Politics

Sunak has handed Starmer his new campaign message

The Tories have made a big mistake in cancelling HS2 and capitulating to the nimbys

October 11, 2023
Keir Starmer at Labour conference. Image: PA Images / Alamy Stock Photo
Keir Starmer at Labour conference. Image: PA Images / Alamy Stock Photo

Rishi Sunak’s extraordinary gambit to make the cancellation of a new railway line between Birmingham and Manchester the centrepiece of his party conference speech last week gifted Keir Starmer the key theme of his Labour conference speech this week: building, not blocking. This looks set to become a central part of the long election campaign and, should it happen next year, the Starmer government. 

Starmer’s “big build” is particularly focused on new towns and energy infrastructure, but it will have to extend to transport and other utilities given the demands of new housing, population expansion and decades of infrastructure underinvestment. 

It is not just because of the housing shortage that Starmer majored on housing and new towns. He is in search of bold policy for national renewal which doesn’t impact on public spending in a direct and immediately calculable way.

Fearful of Tory attacks on higher taxation, Labour’s quest is for initiatives that can plausibly be claimed as private sector or self-funded. Major housing development is in this category, if you claim that associated infrastructure and social housing costs will be borne not just by developers but also now by landowners too. Labour’s planned new compulsory purchase order (CPO) powers will ensure that for new towns and major housing projects on greenfield sites, landowners are forced to sell cheaply to local development authorities. By these CPO powers the state could in effect recoup a subsidy from landowners and developers.

This is reverting to the CPO policy under the generation of new towns built after the Second World War, up to the development of Milton Keynes after 1967. Since then, landowners have been able to claim a much larger share of the uplift in land values, thanks to legal decisions and human rights legislation. Whether the reversion to the postwar position can be legally crafted in a way that delivers significant “development gain” for the state in the creation of new towns and suburbs will be a major test for the next Labour government. If it fails, or only partially succeeds, the government could be liable for huge infrastructure costs. But that is all in the future. 

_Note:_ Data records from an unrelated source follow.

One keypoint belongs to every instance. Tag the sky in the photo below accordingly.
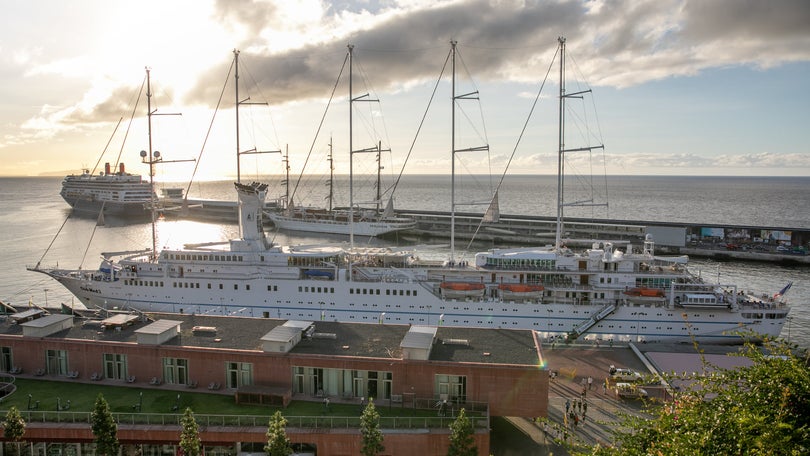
(679, 87)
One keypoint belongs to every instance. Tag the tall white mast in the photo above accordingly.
(562, 151)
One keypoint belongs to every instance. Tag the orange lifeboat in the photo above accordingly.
(520, 287)
(462, 289)
(520, 291)
(645, 292)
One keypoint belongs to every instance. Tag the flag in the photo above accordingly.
(783, 290)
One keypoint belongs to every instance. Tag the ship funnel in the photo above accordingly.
(251, 203)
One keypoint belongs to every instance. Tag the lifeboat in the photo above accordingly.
(519, 291)
(463, 290)
(645, 292)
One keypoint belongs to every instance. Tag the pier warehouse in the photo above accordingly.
(267, 361)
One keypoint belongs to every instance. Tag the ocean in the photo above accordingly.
(38, 228)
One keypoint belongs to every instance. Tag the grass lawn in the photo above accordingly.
(122, 399)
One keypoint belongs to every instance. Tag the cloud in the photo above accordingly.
(294, 51)
(617, 43)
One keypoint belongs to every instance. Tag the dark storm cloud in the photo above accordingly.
(619, 43)
(751, 19)
(407, 47)
(120, 103)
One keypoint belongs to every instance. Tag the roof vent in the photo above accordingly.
(455, 342)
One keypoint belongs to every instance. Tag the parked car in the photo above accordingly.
(622, 374)
(630, 391)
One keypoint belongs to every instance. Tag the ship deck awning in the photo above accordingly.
(119, 321)
(27, 315)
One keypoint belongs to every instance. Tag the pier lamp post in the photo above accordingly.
(789, 319)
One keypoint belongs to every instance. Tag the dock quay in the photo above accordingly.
(722, 242)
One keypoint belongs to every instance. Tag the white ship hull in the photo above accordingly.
(336, 226)
(120, 194)
(285, 301)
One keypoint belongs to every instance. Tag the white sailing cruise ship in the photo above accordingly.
(604, 293)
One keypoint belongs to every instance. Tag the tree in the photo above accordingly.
(461, 436)
(14, 426)
(760, 409)
(190, 434)
(278, 444)
(104, 428)
(370, 429)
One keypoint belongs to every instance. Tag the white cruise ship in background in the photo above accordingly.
(604, 293)
(118, 193)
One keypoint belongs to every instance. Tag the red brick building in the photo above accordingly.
(275, 361)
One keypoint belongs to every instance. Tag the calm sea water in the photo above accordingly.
(32, 213)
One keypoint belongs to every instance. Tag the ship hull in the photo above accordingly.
(340, 300)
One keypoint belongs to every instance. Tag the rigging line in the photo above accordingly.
(131, 119)
(208, 134)
(421, 123)
(519, 139)
(123, 142)
(484, 137)
(597, 137)
(320, 125)
(53, 240)
(315, 139)
(263, 97)
(95, 227)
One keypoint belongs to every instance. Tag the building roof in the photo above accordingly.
(453, 344)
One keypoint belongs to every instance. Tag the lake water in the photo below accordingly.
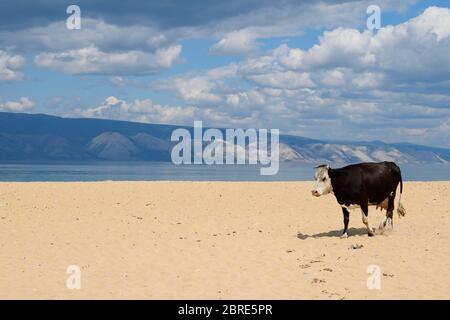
(152, 171)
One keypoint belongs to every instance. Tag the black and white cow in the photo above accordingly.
(361, 185)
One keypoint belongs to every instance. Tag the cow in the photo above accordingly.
(360, 186)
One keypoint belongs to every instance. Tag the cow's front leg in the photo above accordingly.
(365, 216)
(346, 220)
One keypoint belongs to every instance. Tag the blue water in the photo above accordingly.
(151, 171)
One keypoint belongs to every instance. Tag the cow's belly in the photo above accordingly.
(357, 206)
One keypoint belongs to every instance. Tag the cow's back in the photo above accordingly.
(365, 181)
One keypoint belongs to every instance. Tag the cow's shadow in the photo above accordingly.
(333, 234)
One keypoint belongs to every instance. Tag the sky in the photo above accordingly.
(308, 68)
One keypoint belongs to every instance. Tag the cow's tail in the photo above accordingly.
(400, 209)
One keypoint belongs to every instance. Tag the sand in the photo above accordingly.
(216, 240)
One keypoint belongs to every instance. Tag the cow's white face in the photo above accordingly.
(323, 182)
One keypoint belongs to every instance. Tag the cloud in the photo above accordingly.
(90, 60)
(10, 66)
(24, 104)
(416, 50)
(347, 86)
(139, 110)
(235, 43)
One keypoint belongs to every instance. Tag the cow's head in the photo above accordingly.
(323, 181)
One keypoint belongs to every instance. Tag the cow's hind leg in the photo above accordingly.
(346, 220)
(365, 217)
(390, 211)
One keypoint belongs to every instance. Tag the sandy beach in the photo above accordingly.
(216, 240)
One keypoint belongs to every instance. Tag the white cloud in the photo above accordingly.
(11, 66)
(90, 60)
(139, 110)
(24, 104)
(235, 43)
(283, 80)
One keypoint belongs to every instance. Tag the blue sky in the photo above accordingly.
(307, 68)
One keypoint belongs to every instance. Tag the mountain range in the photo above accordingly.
(39, 137)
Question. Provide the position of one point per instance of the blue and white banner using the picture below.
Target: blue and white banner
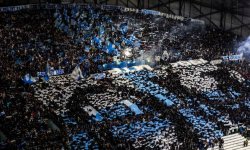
(29, 79)
(232, 57)
(99, 76)
(93, 112)
(51, 72)
(133, 107)
(104, 7)
(77, 73)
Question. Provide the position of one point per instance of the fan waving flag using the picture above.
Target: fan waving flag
(77, 73)
(28, 79)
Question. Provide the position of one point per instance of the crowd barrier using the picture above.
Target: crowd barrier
(104, 7)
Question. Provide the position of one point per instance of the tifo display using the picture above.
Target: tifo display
(107, 77)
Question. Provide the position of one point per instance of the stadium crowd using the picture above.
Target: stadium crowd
(37, 40)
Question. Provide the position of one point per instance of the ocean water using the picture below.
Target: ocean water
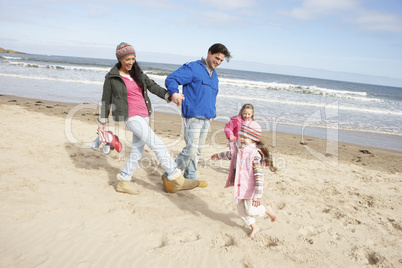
(364, 114)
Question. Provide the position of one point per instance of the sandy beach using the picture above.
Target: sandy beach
(338, 205)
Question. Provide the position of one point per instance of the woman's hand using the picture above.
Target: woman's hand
(232, 138)
(177, 98)
(101, 127)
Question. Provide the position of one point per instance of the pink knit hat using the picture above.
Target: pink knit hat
(123, 50)
(251, 130)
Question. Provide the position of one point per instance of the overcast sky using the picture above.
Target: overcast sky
(352, 36)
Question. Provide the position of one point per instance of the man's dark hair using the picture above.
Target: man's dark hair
(219, 48)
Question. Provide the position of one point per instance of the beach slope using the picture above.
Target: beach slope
(59, 207)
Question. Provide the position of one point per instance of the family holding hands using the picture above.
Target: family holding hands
(125, 94)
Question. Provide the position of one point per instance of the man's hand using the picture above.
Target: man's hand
(232, 138)
(177, 98)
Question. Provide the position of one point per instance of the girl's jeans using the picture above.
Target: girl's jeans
(247, 212)
(143, 134)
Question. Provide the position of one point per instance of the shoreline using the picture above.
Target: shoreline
(337, 205)
(309, 147)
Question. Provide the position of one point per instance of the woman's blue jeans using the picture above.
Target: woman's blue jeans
(143, 134)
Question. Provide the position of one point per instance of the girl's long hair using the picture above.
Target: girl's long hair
(135, 73)
(267, 157)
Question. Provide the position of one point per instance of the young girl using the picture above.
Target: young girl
(232, 128)
(248, 176)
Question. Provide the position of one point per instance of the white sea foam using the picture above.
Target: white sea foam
(48, 78)
(314, 90)
(311, 104)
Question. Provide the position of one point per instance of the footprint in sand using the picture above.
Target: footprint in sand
(182, 237)
(22, 215)
(223, 240)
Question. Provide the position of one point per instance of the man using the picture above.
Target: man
(200, 88)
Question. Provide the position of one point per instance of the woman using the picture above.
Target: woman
(125, 91)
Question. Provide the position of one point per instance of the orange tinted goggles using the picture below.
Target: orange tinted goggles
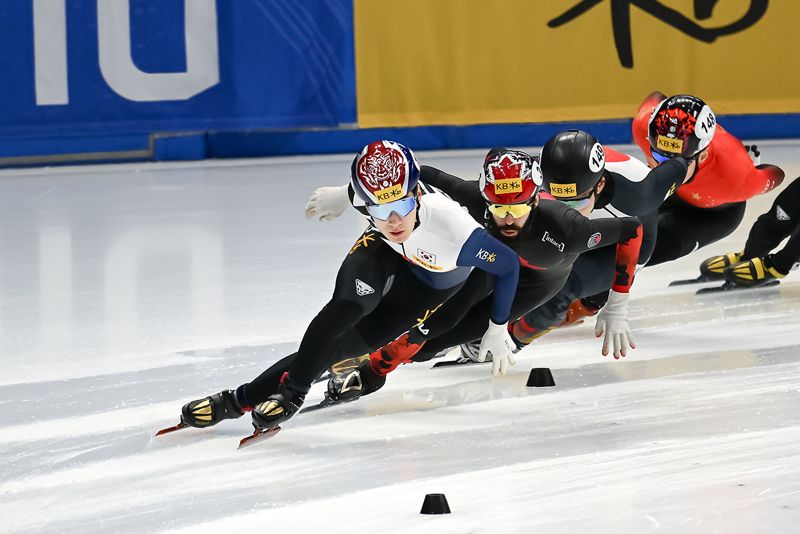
(515, 210)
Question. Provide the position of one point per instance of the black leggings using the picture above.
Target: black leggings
(407, 303)
(782, 219)
(683, 228)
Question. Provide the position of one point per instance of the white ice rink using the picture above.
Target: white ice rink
(128, 290)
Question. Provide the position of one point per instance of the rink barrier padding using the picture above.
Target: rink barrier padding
(149, 80)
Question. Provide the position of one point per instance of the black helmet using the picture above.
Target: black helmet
(572, 163)
(681, 125)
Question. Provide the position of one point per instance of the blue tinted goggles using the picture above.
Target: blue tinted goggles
(401, 207)
(580, 203)
(658, 157)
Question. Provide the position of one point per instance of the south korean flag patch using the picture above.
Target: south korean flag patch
(363, 289)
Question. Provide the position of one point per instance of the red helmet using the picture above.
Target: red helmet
(681, 125)
(384, 171)
(509, 177)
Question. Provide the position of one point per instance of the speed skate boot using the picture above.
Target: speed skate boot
(754, 272)
(470, 352)
(279, 407)
(714, 267)
(210, 410)
(576, 312)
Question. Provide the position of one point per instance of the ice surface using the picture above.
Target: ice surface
(127, 290)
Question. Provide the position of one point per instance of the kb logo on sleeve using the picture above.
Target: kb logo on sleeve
(486, 256)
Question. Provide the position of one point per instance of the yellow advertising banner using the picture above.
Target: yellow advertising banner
(426, 62)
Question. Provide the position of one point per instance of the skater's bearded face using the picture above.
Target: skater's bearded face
(507, 226)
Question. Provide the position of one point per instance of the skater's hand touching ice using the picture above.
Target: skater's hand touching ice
(613, 321)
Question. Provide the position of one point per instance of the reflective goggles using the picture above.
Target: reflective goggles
(658, 157)
(401, 207)
(581, 202)
(515, 210)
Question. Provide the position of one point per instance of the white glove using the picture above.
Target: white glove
(613, 318)
(497, 341)
(327, 202)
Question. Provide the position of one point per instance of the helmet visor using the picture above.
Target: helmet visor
(515, 210)
(401, 207)
(658, 157)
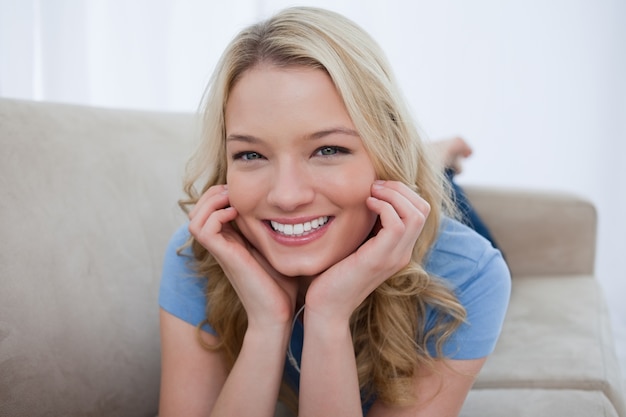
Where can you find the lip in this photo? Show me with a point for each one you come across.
(297, 240)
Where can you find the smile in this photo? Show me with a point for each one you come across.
(299, 229)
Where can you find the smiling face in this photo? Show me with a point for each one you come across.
(298, 173)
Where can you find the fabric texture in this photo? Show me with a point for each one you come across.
(464, 260)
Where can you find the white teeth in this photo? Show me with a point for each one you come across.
(299, 228)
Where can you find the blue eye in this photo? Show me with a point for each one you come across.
(331, 150)
(248, 156)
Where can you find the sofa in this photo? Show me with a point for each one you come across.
(89, 201)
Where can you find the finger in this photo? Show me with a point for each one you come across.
(404, 200)
(212, 192)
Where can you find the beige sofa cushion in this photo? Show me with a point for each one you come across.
(537, 403)
(88, 205)
(556, 336)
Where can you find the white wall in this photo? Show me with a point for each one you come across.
(536, 86)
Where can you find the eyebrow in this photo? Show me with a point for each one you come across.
(317, 135)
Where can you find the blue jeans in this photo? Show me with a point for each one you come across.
(469, 216)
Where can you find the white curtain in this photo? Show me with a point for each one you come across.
(537, 87)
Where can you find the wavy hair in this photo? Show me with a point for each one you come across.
(388, 327)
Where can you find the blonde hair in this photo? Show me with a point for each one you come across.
(388, 327)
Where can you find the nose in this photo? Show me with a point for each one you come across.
(292, 186)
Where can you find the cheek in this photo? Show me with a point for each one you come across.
(241, 194)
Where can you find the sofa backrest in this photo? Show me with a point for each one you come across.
(88, 202)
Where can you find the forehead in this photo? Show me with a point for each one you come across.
(270, 97)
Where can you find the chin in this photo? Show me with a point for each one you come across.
(301, 270)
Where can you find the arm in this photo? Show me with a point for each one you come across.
(191, 377)
(196, 381)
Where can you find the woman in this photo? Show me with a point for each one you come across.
(319, 236)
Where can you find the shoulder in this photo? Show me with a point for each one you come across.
(182, 290)
(460, 255)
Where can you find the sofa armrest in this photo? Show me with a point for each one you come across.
(540, 233)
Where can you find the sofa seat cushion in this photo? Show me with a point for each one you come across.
(556, 335)
(537, 403)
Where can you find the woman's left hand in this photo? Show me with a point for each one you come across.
(337, 292)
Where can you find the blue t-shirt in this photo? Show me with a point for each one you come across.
(466, 261)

It was a big mistake of Sunak’s to allow Starmer to occupy this territory. It is starkly obvious that there is a chronic housing shortage in southern England, and around some northern cities, which needs to be addressed. It wasn’t just the HS2 axe which put Sunak in the category of “blocker” not “builder”: his abandonment of national housing targets after his campaign for the Tory leadership last summer gave Starmer his opening to say he would reinstate them and force local authorities to accept new housing where needed. 

Significantly, Sunak’s housing secretary, Michael Gove, had started to move on this agenda by stealth. His announcement in July of a “new quarter” for Cambridge was far more than it seemed. It amounts to new housing for up to 300,000 people to be built adjacent to Cambridge by 2040, nearly trebling the city’s population. But this got little national attention and has now been buried under the fallout from the cancellation of the northern parts of HS2. 

Let’s hope the next government acts with greater decisiveness and alacrity over new towns than the present government acted on HS2. Under my original scheme for HS2 in 2010, the whole 330-mile scheme would have been completed or under construction by now. Instead, we have seen repeated delays, indecision and cost additions. Then the ludicrous decision to halt construction north of Birmingham, which will have to be reversed before long.

Half-built houses will be as useless as a half-built railway.